Зато в сфере антропологии дефиниция Боэция вполне продуктивна. На ее основе философ развивает богатую спецификацию человеческого бытия: «Человек есть сущность (essentia), т. е. ουσία; и субсистенция, т. е. ουσίωσις и субстанция, т. е. υπόστασις и личность, т. е. πρόσωπον. А именно, он есть ούσία и сущность, поскольку он есть; ούσίωσις и субсистенция – поскольку он не [находится] в каком-либо подлежащем; он есть ύπόστασις и субстанция, поскольку служит подлежащим (subest) для других, не являющихся субсистенциями, то есть ουσίωσις; наконец, он есть πρόσωπον и личность, поскольку он – разумный индивидуум»[25]. Все эти термины и их взаимные различения – не пустая схоластика, они антропологически содержательны.
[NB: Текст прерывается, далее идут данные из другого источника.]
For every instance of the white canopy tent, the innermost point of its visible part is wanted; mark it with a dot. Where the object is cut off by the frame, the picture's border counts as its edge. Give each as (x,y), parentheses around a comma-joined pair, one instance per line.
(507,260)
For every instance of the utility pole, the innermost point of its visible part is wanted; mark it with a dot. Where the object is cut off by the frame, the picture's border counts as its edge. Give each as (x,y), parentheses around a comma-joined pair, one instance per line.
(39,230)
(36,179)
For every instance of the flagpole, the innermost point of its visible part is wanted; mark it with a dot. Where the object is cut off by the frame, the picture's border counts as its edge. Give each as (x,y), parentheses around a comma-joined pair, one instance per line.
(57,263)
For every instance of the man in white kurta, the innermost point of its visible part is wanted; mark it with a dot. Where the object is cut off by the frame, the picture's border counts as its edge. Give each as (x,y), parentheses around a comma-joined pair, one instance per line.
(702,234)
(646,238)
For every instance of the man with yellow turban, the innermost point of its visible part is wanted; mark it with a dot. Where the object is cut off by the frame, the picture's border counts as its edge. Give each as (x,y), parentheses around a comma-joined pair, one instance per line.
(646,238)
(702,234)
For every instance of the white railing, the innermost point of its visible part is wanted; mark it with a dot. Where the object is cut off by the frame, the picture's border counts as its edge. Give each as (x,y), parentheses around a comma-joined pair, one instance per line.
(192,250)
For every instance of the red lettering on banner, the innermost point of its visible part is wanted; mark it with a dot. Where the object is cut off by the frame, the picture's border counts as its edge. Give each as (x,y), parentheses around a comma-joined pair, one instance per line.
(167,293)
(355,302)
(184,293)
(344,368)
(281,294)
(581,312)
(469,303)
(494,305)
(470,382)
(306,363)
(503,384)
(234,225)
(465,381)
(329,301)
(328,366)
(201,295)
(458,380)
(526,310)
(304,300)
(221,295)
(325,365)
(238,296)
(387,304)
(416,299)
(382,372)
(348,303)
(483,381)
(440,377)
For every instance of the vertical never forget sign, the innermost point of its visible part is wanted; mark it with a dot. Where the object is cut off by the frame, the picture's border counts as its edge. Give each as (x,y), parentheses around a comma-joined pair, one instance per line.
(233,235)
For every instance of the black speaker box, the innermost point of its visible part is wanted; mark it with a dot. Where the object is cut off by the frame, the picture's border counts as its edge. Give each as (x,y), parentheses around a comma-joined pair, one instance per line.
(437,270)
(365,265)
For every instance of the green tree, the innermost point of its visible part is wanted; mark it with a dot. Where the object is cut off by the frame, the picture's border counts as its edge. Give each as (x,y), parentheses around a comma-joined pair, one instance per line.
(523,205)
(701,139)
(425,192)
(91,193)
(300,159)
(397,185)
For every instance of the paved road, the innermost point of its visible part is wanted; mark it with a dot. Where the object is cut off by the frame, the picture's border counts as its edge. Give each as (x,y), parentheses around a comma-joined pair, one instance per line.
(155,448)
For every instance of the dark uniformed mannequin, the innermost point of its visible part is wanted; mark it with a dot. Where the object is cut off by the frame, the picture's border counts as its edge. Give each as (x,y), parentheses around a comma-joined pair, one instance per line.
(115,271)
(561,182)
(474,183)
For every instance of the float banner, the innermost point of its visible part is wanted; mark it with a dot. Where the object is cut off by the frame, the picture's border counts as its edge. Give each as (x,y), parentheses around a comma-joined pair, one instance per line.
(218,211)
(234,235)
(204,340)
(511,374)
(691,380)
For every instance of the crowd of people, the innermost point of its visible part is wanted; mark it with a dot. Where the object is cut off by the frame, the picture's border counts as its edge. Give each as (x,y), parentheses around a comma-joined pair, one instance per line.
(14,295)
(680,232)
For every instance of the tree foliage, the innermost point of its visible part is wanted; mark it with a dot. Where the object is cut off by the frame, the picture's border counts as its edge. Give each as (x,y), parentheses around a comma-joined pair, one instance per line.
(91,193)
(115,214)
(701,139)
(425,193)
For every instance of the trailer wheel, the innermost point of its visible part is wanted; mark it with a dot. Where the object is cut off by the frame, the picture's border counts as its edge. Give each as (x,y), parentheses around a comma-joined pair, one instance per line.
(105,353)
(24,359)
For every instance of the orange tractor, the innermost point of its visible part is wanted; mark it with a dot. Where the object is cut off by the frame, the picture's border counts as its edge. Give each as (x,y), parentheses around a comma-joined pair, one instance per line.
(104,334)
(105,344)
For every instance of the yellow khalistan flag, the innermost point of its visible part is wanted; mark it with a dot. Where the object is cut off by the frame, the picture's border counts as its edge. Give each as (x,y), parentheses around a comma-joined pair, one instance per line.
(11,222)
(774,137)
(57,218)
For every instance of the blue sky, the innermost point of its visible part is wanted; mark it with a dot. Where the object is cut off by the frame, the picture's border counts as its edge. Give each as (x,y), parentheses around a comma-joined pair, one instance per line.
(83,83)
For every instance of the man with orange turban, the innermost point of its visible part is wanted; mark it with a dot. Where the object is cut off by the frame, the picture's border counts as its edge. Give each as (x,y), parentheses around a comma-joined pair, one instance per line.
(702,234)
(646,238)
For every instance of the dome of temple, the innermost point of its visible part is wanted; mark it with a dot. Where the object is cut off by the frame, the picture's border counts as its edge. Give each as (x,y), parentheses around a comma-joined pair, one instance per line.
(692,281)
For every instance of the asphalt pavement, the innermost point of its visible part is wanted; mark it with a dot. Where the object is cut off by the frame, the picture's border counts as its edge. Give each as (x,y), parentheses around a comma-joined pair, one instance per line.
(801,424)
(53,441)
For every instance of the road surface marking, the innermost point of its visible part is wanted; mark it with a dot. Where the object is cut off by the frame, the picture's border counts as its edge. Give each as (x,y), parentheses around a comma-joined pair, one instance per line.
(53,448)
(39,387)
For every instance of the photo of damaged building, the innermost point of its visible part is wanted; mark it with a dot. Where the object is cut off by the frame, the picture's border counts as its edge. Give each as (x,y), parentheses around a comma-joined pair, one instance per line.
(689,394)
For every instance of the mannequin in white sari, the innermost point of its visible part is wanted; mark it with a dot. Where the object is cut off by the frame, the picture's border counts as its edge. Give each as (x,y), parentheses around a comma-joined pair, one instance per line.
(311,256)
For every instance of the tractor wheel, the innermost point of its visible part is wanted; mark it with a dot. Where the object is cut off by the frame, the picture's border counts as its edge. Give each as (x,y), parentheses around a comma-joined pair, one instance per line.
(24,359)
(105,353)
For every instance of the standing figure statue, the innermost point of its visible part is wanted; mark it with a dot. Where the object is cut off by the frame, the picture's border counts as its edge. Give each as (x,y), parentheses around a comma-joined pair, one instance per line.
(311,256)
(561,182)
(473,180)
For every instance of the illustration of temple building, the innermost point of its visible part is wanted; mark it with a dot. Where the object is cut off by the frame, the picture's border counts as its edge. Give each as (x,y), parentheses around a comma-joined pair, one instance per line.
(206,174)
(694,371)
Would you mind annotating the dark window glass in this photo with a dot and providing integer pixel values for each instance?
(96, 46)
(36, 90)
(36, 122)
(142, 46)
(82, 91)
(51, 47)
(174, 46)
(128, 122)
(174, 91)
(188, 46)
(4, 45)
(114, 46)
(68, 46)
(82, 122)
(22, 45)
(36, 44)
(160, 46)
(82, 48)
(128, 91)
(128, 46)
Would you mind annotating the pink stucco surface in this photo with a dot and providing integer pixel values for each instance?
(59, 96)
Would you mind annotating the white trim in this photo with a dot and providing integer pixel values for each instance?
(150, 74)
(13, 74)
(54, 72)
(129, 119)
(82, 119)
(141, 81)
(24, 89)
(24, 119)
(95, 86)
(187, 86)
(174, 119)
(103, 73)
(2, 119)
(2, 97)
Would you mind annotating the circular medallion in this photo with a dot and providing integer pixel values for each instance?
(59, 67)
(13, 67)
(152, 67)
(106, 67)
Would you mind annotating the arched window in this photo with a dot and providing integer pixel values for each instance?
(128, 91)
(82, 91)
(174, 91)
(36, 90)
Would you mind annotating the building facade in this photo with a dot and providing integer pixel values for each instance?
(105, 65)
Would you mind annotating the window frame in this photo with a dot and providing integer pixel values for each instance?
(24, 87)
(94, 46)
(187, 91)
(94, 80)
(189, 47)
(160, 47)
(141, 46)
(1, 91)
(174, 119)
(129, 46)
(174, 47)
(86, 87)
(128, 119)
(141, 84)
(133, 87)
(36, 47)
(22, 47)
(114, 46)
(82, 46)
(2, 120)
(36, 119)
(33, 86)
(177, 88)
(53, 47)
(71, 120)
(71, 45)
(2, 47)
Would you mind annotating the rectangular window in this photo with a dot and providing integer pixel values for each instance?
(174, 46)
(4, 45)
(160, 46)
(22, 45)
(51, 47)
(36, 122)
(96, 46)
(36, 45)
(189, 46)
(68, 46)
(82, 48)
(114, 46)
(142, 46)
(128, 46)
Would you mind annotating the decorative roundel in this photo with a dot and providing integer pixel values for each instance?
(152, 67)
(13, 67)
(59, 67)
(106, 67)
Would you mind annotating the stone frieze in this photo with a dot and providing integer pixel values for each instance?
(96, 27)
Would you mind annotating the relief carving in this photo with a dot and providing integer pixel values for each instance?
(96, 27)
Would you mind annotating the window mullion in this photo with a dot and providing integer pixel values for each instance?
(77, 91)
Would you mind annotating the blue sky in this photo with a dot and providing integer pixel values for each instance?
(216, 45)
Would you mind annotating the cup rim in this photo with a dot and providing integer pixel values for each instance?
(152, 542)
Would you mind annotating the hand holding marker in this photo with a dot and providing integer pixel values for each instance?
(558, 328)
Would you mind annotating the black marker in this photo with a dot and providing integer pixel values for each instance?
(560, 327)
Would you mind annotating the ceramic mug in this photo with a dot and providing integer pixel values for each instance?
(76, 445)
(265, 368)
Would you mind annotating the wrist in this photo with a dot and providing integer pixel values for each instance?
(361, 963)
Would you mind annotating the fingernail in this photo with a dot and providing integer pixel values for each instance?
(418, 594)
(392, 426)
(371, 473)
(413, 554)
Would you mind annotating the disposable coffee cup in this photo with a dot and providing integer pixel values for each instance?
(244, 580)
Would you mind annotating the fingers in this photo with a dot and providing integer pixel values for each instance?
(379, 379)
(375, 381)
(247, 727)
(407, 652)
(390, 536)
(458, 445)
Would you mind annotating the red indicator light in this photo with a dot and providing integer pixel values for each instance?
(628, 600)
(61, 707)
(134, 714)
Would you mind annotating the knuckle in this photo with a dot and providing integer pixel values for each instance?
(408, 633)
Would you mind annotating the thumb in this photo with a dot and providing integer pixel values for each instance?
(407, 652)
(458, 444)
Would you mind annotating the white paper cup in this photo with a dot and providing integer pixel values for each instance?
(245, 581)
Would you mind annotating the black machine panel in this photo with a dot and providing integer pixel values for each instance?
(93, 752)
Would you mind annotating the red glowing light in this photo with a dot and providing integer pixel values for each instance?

Хотя и стоит заметить, что теснейшее сближение ипостаси (лица) с субстанцией (ср. еще: «О лице может идти речь только применительно к субстанциям»[26]), будучи прочно усвоено классическою антропологией, играло в ней в дальнейшем негативную, тормозящую роль, став, в конечном итоге, одним из ведущих факторов, которые завели эту антропологию в тупик. Однако на данном этапе, сравнительно с антропологией Аристотеля, антропология Боэция – несомненное и значительное продвижение процесса философской индивидуации, то есть формирования метафизического концепта индивидуального человека как автономного, самодостаточного агента мышления и действия[27]. Вместе с тем, этот процесс здесь заведомо не был завершен, скорее лишь начат; и дальнейшая западная метафизика активно пошла по пути его продолжения – что то же, по пути развития антропологической персонологической парадигмы. Бифуркация европейской персонологии состоялась и была в дальнейшем закреплена. В восточнохристианской мысли, оставшейся на позициях теологической парадигмы, ни принцип индивидуации, ни вся связанная с ним работа западной философии практически не нашли отражения.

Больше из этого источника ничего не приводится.